Actionable Takeaways for Navigating Complexity
- Embrace a Total Return Mindset: Shift focus from immediate coupon clipping to multi-year sector and macro trend analysis. This requires understanding industry dynamics and anticipating how they will impact security prices across different time horizons.
- Map Secular Shifts Beyond Obvious Indicators: Actively identify industries undergoing fundamental, long-term change driven by technology or consumer behavior (e.g., GLP-1 drugs impacting packaging). These are often overlooked by traditional analysis.
- Leverage Proprietary Data and Networks: For complex situations like distressed debt, proactively gather and analyze alternative data sources (e.g., ad spend, user engagement) and engage with LPs and industry experts to build a comprehensive view.
- Prioritize Infrastructure Beneficiaries of AI: Look beyond chip manufacturers to companies providing essential connectivity and data transmission services (e.g., fiber optics, spectrum) that will power AI adoption.

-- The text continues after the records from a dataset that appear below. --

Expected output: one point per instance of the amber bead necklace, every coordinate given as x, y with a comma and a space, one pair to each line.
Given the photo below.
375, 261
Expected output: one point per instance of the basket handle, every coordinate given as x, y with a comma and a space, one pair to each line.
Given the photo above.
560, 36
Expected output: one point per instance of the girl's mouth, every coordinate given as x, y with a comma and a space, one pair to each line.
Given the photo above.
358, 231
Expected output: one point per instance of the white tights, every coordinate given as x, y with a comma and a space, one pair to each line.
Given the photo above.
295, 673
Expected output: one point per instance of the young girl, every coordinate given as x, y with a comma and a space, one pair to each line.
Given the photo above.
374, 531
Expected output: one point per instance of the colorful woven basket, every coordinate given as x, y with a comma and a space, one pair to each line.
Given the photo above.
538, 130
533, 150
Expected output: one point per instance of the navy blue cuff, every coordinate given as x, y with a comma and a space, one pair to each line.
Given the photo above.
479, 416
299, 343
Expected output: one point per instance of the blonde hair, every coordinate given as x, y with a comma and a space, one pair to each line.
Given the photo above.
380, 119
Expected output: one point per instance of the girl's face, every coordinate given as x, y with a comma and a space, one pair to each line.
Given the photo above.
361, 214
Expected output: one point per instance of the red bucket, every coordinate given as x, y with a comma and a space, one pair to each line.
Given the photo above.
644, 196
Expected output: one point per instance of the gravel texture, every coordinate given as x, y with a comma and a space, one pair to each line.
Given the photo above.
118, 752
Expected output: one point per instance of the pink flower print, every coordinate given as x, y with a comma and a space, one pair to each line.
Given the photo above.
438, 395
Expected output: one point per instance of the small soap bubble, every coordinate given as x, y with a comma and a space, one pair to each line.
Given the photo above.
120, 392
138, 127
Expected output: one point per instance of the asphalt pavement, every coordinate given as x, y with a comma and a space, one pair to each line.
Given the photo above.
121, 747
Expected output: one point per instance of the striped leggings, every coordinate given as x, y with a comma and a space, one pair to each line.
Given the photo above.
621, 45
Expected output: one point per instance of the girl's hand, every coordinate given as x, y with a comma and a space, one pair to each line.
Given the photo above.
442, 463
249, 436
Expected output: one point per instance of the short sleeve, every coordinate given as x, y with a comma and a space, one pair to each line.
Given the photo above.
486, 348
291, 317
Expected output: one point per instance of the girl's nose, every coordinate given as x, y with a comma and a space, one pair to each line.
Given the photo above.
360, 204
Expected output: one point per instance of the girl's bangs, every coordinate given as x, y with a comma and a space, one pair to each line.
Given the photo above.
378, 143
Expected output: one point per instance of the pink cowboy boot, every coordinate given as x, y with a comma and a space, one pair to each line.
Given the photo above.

- Scrutinize SaaS LBOs with Pre-AI Vintages: Exercise extreme caution with software companies financed before the widespread impact of generative AI. Their business models and competitive moats may be significantly eroded. Focus on deals where AI is understood as a factor, not a threat.
- Build Deep Credit Knowledge for Cyclical Opportunities: In sectors experiencing cyclical downturns (e.g., housing), invest time in understanding the nuances of individual credits. This allows for rapid deployment of capital when opportunities arise from market dislocation.
- Cultivate Transparent Banking Relationships: Share research and insights with bank partners. This can foster trust, create deal flow, and position your firm as a valuable counterparty.
Key Action Items
- Immediate Action (Next Quarter):
- Review existing credit portfolios for exposure to secularly challenged industries (e.g., traditional packaging, pre-AI SaaS LBOs).
- Initiate research into commercial fiber and spectrum providers as potential beneficiaries of AI infrastructure build-out.
- Engage with key banking partners to share proprietary insights on specific sectors to strengthen relationships.
- Medium-Term Investment (6-12 Months):
- Develop a framework for analyzing consumer leverage that incorporates non-bank lending data and alternative sources.
- Begin deep-dive research into specific housing market sub-sectors where cyclical distress may present opportunities.
- Explore opportunities in chip financing, focusing on senior tranches with clear amortization schedules and double-digit yields.
- Longer-Term Investment (12-18 Months+):
- Build out expertise in identifying and underwriting post-GPT SaaS deals, understanding how AI can be a benefit or a manageable risk.
- Establish a systematic process for monitoring and analyzing AI adoption trends and their impact on software company performance.
- Develop a strategy for identifying and capitalizing on dislocations in sectors undergoing significant technological or behavioral shifts.